A récita do liceu
Tínhamos lutado muito para sobreviver à adolescência, o que nunca é fácil e fica mais complicado quando falta quase tudo para ser popular.
Um burburinho de adolescentes impacientes compensava as cadeiras vazias que, naquele ano, ninguém quis saber da récita do liceu. Só a Raquel e eu que, em 1988, fazíamos a dupla típica das amigas da escola, daquelas que aparecem aos pares em todos os sítios: na esplanada, na praia, no intervalo das aulas e na matiné do cinema. Lembro-me de que a Raquel arranjou maneira de se desembraçar dos óculos redondos e eu usei a imaginação para não parecer a miúda do Laranjal, mas, no conjunto, as circunstâncias jogavam todas contra a gordinha com roupa feita em casa e a baixinha caixa-de-óculos.
Tínhamos lutado muito para sobreviver à adolescência, o que nunca é fácil e fica mais complicado quando falta quase tudo para ser popular. E não há, entre o céu e a terra, maior ambição para alguém com 15, 16, 17 anos do que ser popular, admirado e venerado. É uma chave para o amor, para entrar nos grupos mais cool, para não ser esquecido e estar sempre na lista das festas, dos passeios, mas esse não era o caso.
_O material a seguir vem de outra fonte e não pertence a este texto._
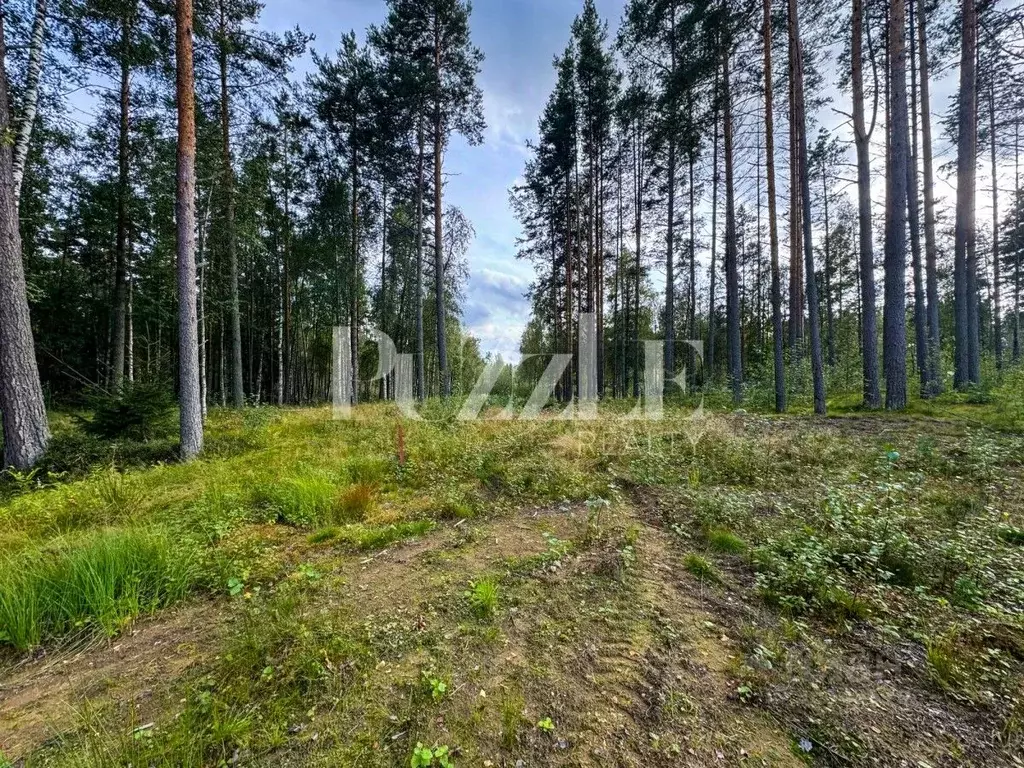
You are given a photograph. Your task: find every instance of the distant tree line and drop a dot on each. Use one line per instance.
(304, 205)
(701, 144)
Com 10 quilos a mais e as roupas esquisitas dos saldos, foram vários os momentos em que morri de vergonha e quis ficar invisível como quando a minha mãe me deixava na porta das lojas a guardar os embrulhos. O cúmulo era ficar na porta da Casa Paris, ao lado da montra onde os soutiens e as cuecas de renda espreitavam para fora das caixas e, na rua, passavam rapazes mais velhos e bonitos. Nenhum deve ter memória da rapariga gordinha com meias de algodão pelo joelho, ninguém fixa isso. E, de uma certa maneira, eu sabia o que era não contar para a história.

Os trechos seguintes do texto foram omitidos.